To use machine learning in a cluster, machine learning must be enabled on all nodes that qualify as hosts (set xpack.ml. Enabled to true). If machine learning is to be used on the client side (including Kibana), it must also be enabled on all coordination nodes. Do not use these Settings if you only have an OSS distribution.

For more information about these Settings, see Machine Learning Settings.

To create a dedicated machine learning node in the default publication, set:

node.roles: [ ml ]
xpack.ml.enabled: true 
Copy the code

By default, xpack.ml. Enabled is already enabled.

 

Transform node

The transformation node runs the transformation and processes the transformation API requests. Do not use these Settings if you only have an OSS distribution. For more information, see Transformation Settings.

To create a dedicated transform node in the default distribution, set:

node.roles: [ transform ]
Copy the code

 

Change the role of a node

Each data node maintains the following data on disk:

  • The shard data for each shard assigned to the node,
  • Index metadata corresponding to each shard assigned to the node, and
  • Cluster-wide metadata, such as Settings and index templates.

Similarly, each master-eligible node maintains the following data on disk:

  • Index metadata for each index in the cluster, and
  • Cluster-wide metadata, such as Settings and index templates.

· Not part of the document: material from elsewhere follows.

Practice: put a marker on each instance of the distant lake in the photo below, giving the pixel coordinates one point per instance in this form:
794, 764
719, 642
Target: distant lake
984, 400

Each node checks the contents of its data path at startup. If unexpected data is found, it will refuse to start. This is to avoid importing unnecessary suspended indexes that can cause the cluster health to turn red. To be more precise, nodes without data roles will refuse to start if they find any shard data on disk at startup, while nodes without master and Data roles will refuse to start if they have any index metadata on disk at startup.

You can change the role of a node by adjusting its ElasticSearch.yml file and restarting it. This is called reusing nodes. To satisfy the above checks for unexpected data, you must perform some additional steps to prepare the nodes to be reused when starting a node that does not have a Data or master role.

  • If you want to reuse data nodes by removing data roles, you should first securely migrate all shard data to other nodes in the cluster using allocation filters.
  • If you want to make a node without both data and master roles, the easiest way is to start a brand new node with an empty data path and the required roles. You may find it safest to migrate the shard data to another location in the cluster using an allocation filter first.

If you cannot perform these additional steps, you can use the ElasticSearch-Node reuse tool to remove any excess data that prevents the node from starting.